Prove that in any interval there is a rational and an irrational number.
Dr. Math: Go here
This is a proof of just what you are asking.
Lemma: If $\displaystyle x-y>1$ then $\displaystyle \left( {\exists k \in Z} \right)\left[ {y < k < x} \right]$.
Proof:
By the floor function, $\displaystyle \left\lfloor y \right\rfloor \leqslant y < \left\lfloor y \right\rfloor + 1\,\mbox{or}\,\left\lfloor y \right\rfloor + 1 \leqslant y + 1 < x \Rightarrow \quad y < \left\lfloor y \right\rfloor + 1 < x$.

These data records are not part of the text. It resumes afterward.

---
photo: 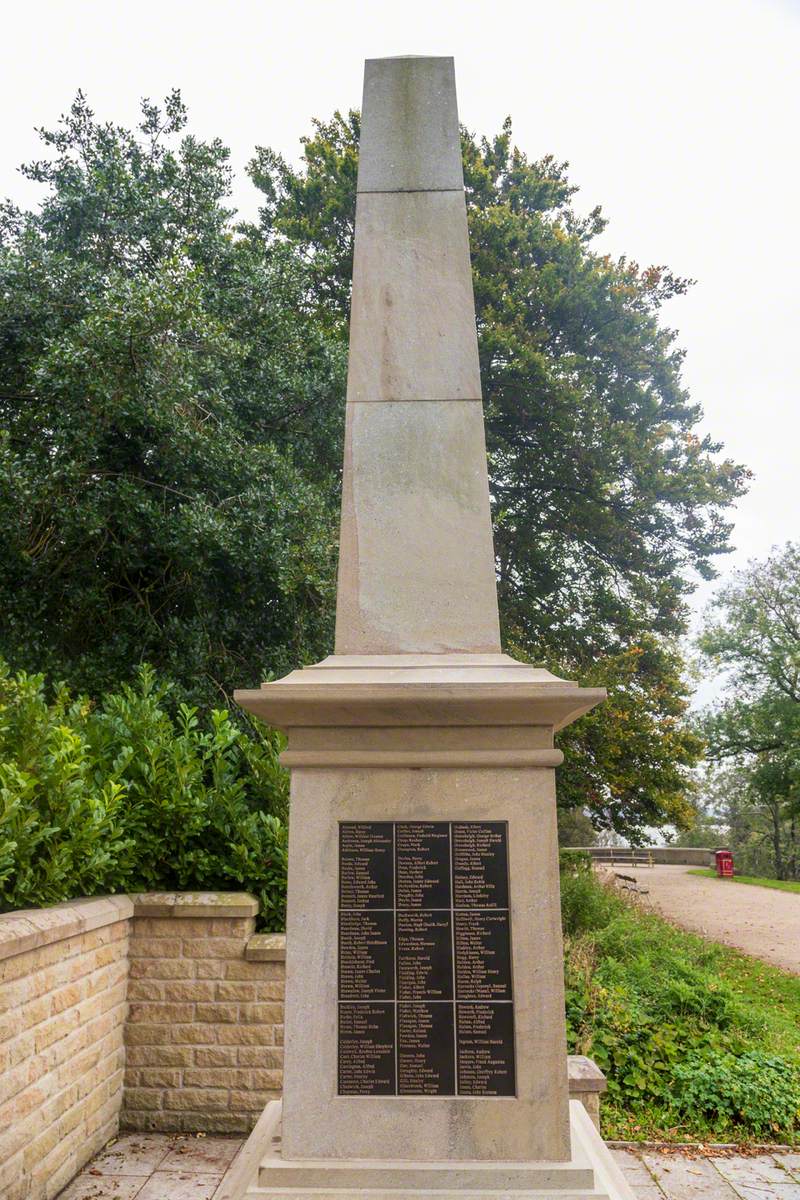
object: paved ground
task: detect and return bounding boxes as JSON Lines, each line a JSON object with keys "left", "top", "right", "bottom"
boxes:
{"left": 56, "top": 1134, "right": 245, "bottom": 1199}
{"left": 58, "top": 1134, "right": 800, "bottom": 1198}
{"left": 615, "top": 1148, "right": 800, "bottom": 1199}
{"left": 620, "top": 864, "right": 800, "bottom": 975}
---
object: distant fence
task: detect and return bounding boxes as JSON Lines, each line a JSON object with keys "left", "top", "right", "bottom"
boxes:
{"left": 574, "top": 846, "right": 714, "bottom": 868}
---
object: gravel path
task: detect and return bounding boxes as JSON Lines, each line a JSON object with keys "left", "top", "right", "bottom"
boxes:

Between any two numbers there is a rational number.
Proof:
If $\displaystyle a<b$ then $\displaystyle \left( {\exists K \in Z^ + } \right)\left[ {\frac{1}
{{b - a}} < K} \right]$.
But that means that $\displaystyle 1 < Kb - Ka$ so by the lemma $\displaystyle \left( {\exists J \in Z} \right)\left[ {Ka < J < Kb} \right] \Rightarrow \quad a < \frac{K}{J} < b$.

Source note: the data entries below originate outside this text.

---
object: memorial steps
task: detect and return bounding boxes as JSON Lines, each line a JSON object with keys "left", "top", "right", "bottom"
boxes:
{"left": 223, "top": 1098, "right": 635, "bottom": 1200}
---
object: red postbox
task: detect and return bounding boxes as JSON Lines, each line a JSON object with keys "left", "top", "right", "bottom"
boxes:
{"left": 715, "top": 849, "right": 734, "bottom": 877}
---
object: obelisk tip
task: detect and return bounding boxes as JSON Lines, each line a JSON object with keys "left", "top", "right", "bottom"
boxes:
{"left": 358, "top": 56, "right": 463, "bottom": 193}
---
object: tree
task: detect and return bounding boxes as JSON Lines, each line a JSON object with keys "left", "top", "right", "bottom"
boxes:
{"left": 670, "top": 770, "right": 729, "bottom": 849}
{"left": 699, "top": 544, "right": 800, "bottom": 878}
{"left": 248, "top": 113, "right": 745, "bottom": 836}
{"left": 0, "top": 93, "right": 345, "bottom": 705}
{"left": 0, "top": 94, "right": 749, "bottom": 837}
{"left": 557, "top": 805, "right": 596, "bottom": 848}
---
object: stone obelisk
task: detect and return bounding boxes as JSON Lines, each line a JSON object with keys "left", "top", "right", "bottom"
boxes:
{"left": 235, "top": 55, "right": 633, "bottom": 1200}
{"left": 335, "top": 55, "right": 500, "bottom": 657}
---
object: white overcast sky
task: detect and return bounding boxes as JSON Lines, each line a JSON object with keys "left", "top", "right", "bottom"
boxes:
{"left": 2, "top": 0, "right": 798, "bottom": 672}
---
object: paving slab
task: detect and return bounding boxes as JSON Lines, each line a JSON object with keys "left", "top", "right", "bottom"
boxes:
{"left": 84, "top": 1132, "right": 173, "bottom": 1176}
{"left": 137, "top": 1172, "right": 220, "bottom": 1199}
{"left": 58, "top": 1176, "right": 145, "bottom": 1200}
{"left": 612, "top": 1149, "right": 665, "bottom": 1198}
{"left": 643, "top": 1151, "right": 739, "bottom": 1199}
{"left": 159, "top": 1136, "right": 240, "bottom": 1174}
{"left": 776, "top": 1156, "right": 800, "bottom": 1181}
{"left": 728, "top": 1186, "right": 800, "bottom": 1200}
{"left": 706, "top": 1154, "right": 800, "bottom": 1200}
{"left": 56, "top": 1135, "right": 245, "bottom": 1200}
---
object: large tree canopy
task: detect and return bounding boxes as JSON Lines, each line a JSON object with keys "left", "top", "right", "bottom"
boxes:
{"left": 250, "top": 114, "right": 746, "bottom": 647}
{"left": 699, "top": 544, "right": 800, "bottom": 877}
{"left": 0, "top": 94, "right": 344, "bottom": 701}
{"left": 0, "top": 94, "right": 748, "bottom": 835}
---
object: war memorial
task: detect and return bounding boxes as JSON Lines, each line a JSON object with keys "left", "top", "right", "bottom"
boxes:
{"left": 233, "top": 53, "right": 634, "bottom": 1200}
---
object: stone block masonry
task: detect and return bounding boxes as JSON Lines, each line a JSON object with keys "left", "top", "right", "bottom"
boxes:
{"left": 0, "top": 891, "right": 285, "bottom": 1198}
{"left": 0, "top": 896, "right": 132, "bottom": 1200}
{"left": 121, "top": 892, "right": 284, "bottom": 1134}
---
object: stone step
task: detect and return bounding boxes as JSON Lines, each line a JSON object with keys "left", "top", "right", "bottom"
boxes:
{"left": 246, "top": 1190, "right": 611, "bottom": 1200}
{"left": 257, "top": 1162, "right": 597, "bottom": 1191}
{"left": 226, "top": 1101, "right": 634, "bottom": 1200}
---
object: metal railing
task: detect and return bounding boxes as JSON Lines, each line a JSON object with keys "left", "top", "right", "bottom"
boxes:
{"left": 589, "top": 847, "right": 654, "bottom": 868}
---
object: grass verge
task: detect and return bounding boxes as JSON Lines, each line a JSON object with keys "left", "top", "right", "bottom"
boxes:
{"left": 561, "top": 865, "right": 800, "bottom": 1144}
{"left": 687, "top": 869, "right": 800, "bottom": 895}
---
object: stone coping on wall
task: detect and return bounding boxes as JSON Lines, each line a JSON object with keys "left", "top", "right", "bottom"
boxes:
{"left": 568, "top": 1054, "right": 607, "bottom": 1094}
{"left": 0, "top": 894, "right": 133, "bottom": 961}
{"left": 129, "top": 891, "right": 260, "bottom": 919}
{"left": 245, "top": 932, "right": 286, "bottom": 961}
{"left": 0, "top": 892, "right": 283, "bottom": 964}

Between any two numbers there is a irrational number.
Proof:
If $\displaystyle a<b$ then $\displaystyle a\sqrt 2 < b\sqrt 2 $ so by the above $\displaystyle \left( {\exists r \in Q} \right)\left[ {a\sqrt 2 < r < b\sqrt 2 } \right]$.
But $\displaystyle a < \frac{r}{{\sqrt 2 }} < b$ and $\displaystyle \frac{r}{{\sqrt 2 }}$ is irrational .
Bah! The last part should be done this way.
If $\displaystyle a<b$ then $\displaystyle a+\sqrt 2 < b+\sqrt 2 $ so by the above $\displaystyle \left( {\exists r \in \mathbb{Q}} \right)\left[ {a+\sqrt 2 < r < b+\sqrt 2 } \right]$.
But $\displaystyle a < r-\sqrt 2 < b$ and $\displaystyle r-\sqrt 2$ is irrational.